The thick, dimpled skin of the Seville orange is perfect for marmalade because the pith becomes transparent upon cooking with sugar and their high pectin levels give a good set. They are also used to extract an essential oil (Neroli) which is used in perfumes, as a solvent, and as a flavoring (Orange Flower Water).Bigarade oranges are grown within the Grasse region of Southern France; which is the largest western producer of Orange Flower Water. It is believed that the Sevilliano’s love of seafood and abundance of sour oranges lead to the creation of Ceviche which is a popular dish throughout the former Spanish colonies and has been adapted to use lemons and limes in the absence of the Seville orange.
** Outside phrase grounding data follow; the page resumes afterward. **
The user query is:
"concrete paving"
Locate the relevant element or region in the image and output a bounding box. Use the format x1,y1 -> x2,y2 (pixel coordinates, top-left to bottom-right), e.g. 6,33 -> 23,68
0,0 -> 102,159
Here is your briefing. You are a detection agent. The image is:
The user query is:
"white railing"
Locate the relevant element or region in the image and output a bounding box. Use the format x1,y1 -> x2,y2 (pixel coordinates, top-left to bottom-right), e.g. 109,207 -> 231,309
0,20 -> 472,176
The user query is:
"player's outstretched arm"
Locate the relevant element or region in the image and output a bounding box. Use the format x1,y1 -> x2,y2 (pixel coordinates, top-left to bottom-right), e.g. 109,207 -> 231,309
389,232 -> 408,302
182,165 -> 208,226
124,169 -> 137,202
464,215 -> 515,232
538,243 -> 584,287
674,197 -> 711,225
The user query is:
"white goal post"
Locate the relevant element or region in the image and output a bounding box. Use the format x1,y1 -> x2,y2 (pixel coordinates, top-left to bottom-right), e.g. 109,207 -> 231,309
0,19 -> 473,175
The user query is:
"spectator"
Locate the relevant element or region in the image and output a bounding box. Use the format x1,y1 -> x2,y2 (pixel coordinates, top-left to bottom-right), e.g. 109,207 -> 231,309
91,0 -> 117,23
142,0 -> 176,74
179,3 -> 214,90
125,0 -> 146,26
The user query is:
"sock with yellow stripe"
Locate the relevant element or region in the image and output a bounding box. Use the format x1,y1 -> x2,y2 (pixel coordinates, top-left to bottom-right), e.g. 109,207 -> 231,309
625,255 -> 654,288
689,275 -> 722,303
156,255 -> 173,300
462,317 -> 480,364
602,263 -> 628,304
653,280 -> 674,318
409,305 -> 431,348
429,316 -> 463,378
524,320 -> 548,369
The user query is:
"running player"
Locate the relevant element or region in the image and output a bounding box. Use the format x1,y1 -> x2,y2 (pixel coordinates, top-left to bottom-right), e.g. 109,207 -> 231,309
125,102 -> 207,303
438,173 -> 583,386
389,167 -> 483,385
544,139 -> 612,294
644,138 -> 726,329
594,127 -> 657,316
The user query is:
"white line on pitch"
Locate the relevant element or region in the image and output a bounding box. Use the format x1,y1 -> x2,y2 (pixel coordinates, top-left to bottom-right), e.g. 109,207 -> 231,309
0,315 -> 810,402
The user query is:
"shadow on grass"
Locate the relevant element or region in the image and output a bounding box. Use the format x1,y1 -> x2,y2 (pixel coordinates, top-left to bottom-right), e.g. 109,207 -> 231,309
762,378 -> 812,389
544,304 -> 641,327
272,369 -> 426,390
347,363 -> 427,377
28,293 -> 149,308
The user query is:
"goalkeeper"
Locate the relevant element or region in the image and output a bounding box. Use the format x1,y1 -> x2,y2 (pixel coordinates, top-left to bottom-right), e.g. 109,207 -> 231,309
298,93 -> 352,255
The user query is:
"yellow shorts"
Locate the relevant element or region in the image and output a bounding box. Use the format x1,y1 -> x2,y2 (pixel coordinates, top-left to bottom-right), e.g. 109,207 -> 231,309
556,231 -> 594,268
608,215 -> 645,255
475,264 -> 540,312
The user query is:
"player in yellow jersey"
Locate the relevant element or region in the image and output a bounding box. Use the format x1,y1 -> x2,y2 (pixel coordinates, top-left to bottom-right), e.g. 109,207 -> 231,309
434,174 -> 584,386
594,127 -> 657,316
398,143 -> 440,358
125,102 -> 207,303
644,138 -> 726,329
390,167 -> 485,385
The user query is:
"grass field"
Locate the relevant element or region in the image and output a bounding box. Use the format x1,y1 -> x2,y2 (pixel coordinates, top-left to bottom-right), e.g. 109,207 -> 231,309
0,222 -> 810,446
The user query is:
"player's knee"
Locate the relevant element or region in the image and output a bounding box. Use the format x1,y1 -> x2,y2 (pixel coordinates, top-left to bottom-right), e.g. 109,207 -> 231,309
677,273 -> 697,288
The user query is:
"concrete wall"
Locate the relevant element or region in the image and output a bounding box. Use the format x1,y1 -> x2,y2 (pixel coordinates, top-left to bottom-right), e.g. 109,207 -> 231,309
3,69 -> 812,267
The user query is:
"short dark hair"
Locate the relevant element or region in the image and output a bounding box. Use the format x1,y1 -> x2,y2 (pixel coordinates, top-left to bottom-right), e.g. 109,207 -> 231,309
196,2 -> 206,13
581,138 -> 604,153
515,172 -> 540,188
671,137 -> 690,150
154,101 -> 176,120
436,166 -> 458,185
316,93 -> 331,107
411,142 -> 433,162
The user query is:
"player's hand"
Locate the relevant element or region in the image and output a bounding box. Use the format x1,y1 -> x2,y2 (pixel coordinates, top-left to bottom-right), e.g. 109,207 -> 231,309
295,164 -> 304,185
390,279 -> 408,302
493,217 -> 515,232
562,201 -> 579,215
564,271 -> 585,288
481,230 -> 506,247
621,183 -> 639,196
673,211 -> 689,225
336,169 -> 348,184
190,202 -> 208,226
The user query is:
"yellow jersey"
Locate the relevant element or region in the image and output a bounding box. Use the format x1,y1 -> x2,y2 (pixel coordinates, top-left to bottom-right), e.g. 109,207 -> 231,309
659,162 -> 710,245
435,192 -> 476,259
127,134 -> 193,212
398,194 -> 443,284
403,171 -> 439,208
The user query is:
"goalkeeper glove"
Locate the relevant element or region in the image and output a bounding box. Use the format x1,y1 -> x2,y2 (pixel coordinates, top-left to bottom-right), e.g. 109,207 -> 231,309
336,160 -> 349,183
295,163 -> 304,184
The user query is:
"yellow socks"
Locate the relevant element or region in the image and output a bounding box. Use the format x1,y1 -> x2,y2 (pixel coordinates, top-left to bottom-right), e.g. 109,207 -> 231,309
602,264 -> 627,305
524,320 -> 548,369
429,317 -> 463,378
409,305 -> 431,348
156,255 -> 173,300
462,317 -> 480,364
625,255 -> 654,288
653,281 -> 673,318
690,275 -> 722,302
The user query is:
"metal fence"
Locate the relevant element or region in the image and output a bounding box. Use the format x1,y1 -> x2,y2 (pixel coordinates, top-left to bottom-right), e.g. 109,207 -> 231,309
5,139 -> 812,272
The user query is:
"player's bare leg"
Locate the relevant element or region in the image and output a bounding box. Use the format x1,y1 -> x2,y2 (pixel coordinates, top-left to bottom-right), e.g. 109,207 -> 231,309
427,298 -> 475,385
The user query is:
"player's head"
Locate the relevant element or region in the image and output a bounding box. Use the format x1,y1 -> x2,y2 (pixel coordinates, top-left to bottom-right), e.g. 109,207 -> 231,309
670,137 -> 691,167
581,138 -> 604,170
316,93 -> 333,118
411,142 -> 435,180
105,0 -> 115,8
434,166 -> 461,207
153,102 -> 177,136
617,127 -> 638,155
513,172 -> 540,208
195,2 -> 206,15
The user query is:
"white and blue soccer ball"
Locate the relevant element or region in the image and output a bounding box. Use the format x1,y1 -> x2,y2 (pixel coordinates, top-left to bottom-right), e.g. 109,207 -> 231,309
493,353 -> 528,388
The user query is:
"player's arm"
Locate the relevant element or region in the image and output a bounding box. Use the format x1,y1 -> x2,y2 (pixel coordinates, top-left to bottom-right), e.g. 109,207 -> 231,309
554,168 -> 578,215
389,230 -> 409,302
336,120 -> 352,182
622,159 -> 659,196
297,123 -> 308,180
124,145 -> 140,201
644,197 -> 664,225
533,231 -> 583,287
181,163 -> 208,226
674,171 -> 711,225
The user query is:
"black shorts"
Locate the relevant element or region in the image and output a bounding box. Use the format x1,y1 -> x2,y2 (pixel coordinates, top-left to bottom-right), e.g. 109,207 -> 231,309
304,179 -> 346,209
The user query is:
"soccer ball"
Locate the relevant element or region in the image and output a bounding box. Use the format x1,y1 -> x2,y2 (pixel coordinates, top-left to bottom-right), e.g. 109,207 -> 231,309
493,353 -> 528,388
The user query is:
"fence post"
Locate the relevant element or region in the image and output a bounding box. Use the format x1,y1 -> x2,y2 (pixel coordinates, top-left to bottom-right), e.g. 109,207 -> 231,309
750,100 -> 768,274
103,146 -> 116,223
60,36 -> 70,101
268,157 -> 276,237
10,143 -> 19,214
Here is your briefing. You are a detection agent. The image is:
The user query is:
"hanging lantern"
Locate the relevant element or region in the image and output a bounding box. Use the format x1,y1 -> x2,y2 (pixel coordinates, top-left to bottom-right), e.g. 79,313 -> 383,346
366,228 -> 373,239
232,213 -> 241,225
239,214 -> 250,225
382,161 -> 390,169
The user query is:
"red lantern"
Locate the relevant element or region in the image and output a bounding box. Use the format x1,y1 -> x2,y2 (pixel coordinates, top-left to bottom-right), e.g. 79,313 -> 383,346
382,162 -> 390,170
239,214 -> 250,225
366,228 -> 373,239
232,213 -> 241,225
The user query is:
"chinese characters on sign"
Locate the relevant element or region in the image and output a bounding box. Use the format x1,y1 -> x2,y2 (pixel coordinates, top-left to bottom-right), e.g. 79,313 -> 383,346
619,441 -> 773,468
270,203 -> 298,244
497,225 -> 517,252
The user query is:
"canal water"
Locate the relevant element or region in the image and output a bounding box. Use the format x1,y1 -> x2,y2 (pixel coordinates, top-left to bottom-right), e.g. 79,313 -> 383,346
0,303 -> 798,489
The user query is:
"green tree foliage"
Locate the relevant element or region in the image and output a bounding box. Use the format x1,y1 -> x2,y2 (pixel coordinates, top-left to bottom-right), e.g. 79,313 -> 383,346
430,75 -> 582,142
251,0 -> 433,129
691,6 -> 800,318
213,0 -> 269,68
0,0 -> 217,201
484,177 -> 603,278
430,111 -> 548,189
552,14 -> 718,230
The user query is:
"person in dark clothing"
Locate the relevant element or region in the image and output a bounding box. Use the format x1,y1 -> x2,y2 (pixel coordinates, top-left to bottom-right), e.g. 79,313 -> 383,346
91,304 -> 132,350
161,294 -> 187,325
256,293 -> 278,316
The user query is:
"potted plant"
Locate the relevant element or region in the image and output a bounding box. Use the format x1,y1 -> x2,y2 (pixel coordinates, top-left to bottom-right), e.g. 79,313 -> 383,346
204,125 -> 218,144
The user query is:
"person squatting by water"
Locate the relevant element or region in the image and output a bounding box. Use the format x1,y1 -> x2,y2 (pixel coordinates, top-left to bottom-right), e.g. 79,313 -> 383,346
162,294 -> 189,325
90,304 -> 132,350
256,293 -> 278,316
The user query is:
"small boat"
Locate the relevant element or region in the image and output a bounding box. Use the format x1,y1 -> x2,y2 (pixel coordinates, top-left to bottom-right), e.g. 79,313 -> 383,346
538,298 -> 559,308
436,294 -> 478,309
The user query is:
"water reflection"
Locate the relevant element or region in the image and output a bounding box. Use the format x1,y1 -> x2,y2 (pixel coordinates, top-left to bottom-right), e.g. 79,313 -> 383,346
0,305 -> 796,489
Whilst thousands of kitchens around the UK are boiling vats of Marmalade in mid-January, instead I’m creating Vin D’Orange. Seville oranges work beautifully in Vin D’Orange because of their bitterness, which enhances the palette’s ability to detect the sweetness of the other ingredients: such as adding lemon juice to strawberries. Although it’s still mid-Winter the oranges have the most beautiful summer flavours and Vin D’Orange makes the most exquisite aperitif whilst also being a very versatile ingredient in the kitchen.
I tend to use most of my Vin D’Orange in cocktails but its also delicious paired with rhubarb (which conveniently coincides with the end of the maturation period!) and makes a divine marinade for strawberries. For a simple yet exotic cocktail try mixing Vin D’Orange with fresh passion fruit juice and dry Cava with a dash of lime and ice. We make a delicious Cava-based cocktail to celebrate the start of our Strictly Catalan cookery courses; but you’ll need to come along to get that recipe!
If you can, source some really good cinnamon, it will make this recipe all the better. A fruity, preferably strawberry-scented, blush Rosé wine works best
5 Zest and juice from 5 Seville Oranges
½ Slice the zest of ½ a Lemon into thin strips then thinly slice the fruit
90-200g* Sugar (90g gives a not-too-sweet liquor, 200g gives a very sweet liquor)
½ large Vanilla Pod, one that no longer has seeds in it, split lengthways
1 Cinnamon Stick, broken up
1½ litres Good quality Rose Wine (keep the empty bottles and corks)
350ml Grappa or Eau-de-Vie
A large kilner jar or similar; I use a biscotti jar.
Place the zest from oranges & lemon, the orange juice, the sliced lemon, sugar, vanilla, cinnamon, wine and grappa into the jar and stir it to help dissolve the sugar. Cover and refrigerate (or store in a cool place – the garage would be fine) for 6-8 weeks, stirring from time to time.
After the 6-8 week maceration period, strain the finished liqueur through a sieve lined with a piece of kitchen roll or a coffee filter paper. And put into sterilized bottles, cork and serve from the fridge.
Depends on how sweet your tooth is, I only ever use 90g but I don’t like cloyingly sweet liqueurs. If you don’t have attractive bottles use the empty rose bottles.